Early Church Fathers’ View on Demon Possessed Christians

May 10, 2023

Many Christians today believe that the subject of Christians having demons is a seemingly new phenomena within the church; however, when we take a look at the writings of Early Church Fathers, we see these ideas were commonly held very early on.

The belief that Christians cannot have demons that would require to be cast out is a relatively new and unorthodox belief that now exists within the Church of the Western world. The ‘controversial’ idea that Christians, despite being saved, can have demons dwelling inside them necessitating exorcism is actually nothing new to Christendom or orthodox Christianity.

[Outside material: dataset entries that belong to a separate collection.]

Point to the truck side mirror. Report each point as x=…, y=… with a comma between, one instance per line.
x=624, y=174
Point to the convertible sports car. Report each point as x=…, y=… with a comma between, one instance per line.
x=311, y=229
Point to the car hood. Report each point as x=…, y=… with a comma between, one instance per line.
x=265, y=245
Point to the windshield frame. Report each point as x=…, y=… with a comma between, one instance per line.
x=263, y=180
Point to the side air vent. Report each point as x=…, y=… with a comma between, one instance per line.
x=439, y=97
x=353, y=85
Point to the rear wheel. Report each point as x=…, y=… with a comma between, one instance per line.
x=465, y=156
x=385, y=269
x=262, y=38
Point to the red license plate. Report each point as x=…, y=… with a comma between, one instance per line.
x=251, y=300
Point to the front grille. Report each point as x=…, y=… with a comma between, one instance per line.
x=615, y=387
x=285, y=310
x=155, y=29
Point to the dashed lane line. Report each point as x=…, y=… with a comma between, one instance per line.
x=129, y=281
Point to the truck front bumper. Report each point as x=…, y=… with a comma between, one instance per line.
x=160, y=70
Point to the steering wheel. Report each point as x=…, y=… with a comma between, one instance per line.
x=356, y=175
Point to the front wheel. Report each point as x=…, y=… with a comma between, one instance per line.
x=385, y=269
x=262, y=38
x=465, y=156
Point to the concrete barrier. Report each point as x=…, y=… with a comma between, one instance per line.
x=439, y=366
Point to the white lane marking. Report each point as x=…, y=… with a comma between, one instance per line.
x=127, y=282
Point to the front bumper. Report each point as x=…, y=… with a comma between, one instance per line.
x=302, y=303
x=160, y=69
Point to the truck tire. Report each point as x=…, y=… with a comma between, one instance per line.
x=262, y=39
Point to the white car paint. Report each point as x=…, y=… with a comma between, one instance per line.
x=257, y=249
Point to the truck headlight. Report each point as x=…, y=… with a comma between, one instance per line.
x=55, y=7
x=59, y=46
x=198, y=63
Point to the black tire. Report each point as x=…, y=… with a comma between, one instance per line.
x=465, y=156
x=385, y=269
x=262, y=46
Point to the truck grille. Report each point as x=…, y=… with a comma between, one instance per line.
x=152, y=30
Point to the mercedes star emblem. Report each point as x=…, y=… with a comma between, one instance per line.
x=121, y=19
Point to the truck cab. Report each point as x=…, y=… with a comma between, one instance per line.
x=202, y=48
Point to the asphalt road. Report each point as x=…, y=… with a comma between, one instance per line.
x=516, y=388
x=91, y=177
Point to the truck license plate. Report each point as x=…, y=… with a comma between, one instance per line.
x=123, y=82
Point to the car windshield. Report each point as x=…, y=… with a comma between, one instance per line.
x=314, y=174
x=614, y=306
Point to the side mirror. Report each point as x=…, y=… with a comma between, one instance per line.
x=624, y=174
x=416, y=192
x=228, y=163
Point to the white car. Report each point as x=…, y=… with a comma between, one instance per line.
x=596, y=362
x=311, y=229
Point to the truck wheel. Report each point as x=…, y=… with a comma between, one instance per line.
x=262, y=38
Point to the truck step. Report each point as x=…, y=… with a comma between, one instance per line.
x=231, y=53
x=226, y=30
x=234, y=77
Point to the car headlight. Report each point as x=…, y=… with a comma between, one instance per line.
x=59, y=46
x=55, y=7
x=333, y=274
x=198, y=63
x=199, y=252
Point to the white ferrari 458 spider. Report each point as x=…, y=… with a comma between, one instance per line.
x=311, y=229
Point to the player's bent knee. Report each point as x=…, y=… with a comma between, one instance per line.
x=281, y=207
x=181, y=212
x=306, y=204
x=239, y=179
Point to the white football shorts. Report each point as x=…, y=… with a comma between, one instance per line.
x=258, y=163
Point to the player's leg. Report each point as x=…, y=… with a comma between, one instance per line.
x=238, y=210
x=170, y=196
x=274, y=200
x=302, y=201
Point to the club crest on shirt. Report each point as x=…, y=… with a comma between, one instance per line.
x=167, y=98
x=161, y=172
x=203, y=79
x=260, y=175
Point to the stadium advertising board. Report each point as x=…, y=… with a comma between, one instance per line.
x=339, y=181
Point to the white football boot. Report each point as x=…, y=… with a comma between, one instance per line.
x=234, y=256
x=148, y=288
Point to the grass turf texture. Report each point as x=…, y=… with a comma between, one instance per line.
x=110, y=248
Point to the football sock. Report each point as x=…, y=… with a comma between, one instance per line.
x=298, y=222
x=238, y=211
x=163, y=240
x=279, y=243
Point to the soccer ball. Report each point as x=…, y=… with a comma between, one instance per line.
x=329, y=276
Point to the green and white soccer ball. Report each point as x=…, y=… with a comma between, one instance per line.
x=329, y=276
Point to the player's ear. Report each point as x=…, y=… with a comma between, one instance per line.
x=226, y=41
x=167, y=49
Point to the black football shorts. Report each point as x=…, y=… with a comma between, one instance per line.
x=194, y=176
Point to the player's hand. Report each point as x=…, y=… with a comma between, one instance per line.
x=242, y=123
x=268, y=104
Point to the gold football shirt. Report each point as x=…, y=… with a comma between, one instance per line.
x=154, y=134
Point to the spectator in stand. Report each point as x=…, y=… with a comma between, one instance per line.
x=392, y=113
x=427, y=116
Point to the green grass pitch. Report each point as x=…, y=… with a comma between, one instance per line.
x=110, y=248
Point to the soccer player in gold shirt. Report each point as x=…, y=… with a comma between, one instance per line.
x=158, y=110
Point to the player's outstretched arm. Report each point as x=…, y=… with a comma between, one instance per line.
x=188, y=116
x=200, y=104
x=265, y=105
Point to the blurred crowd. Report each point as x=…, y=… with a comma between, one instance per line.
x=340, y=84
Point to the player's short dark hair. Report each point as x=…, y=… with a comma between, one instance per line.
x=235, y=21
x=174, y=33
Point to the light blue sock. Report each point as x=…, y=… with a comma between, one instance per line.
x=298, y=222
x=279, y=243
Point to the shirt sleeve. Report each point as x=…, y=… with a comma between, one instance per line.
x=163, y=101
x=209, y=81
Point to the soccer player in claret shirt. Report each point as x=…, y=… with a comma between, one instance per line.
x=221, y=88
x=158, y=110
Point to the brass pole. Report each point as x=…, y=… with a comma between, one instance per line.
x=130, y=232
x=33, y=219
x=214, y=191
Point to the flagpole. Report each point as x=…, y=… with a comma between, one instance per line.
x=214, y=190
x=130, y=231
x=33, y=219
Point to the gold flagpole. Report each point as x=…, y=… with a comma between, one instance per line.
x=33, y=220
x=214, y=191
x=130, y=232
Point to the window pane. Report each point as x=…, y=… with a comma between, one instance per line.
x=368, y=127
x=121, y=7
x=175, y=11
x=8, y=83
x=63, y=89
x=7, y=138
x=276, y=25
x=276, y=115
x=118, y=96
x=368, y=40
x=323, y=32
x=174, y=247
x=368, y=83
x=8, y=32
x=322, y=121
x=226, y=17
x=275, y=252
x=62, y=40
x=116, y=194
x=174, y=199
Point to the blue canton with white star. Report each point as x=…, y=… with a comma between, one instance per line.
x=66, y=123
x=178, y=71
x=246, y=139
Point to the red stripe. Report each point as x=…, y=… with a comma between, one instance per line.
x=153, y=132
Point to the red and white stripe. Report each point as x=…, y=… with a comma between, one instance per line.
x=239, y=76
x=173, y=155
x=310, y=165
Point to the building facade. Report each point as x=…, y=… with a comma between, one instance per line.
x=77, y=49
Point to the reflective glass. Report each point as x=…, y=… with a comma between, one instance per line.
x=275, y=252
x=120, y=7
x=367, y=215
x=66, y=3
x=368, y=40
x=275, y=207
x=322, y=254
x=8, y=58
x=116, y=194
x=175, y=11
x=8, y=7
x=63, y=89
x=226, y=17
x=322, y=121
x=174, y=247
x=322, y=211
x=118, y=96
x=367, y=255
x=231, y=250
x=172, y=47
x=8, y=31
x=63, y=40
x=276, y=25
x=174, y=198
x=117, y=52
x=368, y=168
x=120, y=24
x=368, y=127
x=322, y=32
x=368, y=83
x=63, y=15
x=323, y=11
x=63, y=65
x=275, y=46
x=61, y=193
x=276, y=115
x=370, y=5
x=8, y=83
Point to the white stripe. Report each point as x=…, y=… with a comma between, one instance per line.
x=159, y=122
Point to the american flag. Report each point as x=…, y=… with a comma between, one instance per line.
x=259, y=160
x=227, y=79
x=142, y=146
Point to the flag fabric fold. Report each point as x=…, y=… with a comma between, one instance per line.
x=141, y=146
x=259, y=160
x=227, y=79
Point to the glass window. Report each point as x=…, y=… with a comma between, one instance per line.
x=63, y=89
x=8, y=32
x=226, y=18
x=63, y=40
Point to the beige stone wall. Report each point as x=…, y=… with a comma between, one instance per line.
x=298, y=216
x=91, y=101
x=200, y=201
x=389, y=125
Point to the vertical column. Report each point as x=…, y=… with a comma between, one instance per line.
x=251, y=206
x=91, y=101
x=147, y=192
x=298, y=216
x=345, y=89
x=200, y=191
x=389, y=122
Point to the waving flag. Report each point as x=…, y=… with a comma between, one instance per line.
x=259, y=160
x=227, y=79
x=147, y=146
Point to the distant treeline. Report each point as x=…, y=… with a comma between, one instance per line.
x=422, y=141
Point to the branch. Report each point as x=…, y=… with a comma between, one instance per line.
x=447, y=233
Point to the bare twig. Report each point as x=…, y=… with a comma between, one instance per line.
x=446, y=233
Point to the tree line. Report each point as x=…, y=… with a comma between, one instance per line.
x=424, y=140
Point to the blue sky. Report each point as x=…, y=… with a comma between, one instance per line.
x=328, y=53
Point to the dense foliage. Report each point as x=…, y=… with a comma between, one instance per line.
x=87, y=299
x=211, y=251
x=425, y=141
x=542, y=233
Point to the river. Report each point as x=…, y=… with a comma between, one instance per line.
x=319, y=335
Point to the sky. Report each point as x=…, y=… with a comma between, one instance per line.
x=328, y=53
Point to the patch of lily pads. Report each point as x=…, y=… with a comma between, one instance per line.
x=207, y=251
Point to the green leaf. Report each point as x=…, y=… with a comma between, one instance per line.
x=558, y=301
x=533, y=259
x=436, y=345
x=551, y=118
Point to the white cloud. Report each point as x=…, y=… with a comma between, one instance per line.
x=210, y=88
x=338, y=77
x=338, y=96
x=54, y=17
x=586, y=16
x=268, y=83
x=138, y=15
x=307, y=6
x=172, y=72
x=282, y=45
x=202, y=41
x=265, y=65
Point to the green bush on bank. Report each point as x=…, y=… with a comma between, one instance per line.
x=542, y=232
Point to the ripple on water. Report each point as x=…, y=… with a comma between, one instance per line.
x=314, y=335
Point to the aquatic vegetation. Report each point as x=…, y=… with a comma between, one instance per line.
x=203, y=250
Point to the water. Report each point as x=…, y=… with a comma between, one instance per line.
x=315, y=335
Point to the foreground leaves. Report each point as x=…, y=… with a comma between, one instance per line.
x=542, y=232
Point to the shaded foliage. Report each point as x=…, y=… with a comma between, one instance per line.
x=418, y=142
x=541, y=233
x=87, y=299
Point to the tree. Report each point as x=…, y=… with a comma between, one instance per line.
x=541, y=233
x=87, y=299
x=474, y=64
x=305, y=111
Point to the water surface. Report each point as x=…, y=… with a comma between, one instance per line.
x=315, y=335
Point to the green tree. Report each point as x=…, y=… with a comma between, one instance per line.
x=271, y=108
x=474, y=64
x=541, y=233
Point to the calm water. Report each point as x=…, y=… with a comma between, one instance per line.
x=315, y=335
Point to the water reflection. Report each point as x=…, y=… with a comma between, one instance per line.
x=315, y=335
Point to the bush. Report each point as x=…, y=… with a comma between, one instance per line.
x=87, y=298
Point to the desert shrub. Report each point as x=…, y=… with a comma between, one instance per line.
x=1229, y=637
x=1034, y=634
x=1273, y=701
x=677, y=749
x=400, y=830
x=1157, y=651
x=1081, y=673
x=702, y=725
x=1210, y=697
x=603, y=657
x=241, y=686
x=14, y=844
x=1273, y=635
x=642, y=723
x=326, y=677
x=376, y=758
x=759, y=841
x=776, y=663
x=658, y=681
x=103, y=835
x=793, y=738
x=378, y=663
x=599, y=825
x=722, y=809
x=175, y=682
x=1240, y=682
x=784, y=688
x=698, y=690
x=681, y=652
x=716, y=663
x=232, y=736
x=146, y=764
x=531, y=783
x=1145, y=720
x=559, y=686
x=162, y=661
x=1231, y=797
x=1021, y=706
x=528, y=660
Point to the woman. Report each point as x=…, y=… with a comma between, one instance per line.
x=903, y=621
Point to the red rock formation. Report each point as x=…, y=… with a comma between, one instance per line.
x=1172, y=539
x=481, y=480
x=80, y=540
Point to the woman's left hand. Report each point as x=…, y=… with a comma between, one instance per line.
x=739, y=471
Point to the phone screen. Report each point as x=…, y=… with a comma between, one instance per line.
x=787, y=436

Here are some of the Early Church Fathers that mention this topic in their writings:

St. Augustine of Hippo (354-430 AD)
St. Augustine, one of the most influential Church Fathers, spoke of the possibility of believers being subject to demonic influences. In his treatise, “City of God”, he acknowledged that demons could torment the righteous, although he did not explicitly say that a Christian could be possessed.1 Augustine’s interpretation of the story of Job, a righteous man tested by Satan, further underscores his belief in the susceptibility of believers to demonic afflictions.2

Origen of Alexandria (185-254 AD)
Origen, a prominent theologian of the early church, suggested that Christians could be susceptible to demonic influences in his work “Contra Celsum.” He writes, “The demons, however, because of their weakness, flee from those who have made genuine progress in purification and prayer and who draw near to God with their whole heart.”3 This seems to imply that demons may be able to influence or dwell in those believers who have not made sufficient spiritual progress.

St. John Chrysostom (347-407 AD)
St. John Chrysostom, one of the greatest Early Church Fathers and preachers, in his Homilies on First Corinthians, acknowledged the presence of demonically induced illnesses among the Christian community.4 He argued that these illnesses were permitted by God as a form of discipline or correction for the believers, implying that believers could indeed be afflicted by demons.

Tertullian (155-240 AD)
Tertullian, an early Christian author from Carthage, wrote about the susceptibility of believers to demonic influences in his work “Apology.” He stated: “It is not, then, that we do not believe in demons, but we have learned that they are servants and subject to another, and before that other we are warned to bow down, to whom they are made subject after an inferior fashion.”5 While Tertullian does not directly address the concept of possession, his acknowledgment of demonic influence on believers can be interpreted as recognizing a potential for more significant affliction.

St. Anthony the Great (251-356 AD)
St. Anthony the Great, known as the father of monasticism, also had much to say about the demonic attacks that Christians might experience. His life, recorded by St. Athanasius, recounts numerous encounters with demonic forces. For instance, Athanasius writes, “The demons made such a racket that the whole place was shaken, knocking over the four walls of the tomb; they came in droves, taking the shapes of all kinds of beasts and reptiles.”6 Anthony’s experiences, as recounted by Athanasius, demonstrate the belief that even the most devout believers can encounter intense spiritual warfare.

The teachings of these Early Church Fathers add to the complex and multifaceted Christian understanding of demonic influence and possession. Their writings, still influential today, continue to inform contemporary discussions on spiritual warfare, possession, and the need for exorcism.

In conclusion, while the specific term “possession” is not always used, several Early Church Fathers acknowledge in their writings the potential for Christians to be profoundly influenced or afflicted by demons to the extent that exorcism might be necessary. This perspective, however, varies greatly among different theologians and Christian traditions, and it is essential to note that these viewpoints are not universally accepted within Christianity.


  1. Augustine of Hippo, City of God, Book XIX, Chapter 13.
  2. Augustine of Hippo, Exposition on Psalm 60, 2.
  3. Origen, Contra Celsum, Book VIII, Chapter 33.
  4. John Chrysostom, Homilies on First Corinthians, Homily 29.
  5. Tertullian, Apology, Chapter XXII.
  6. Athanasius of Alexandria, Life of Anthony, Chapter 9.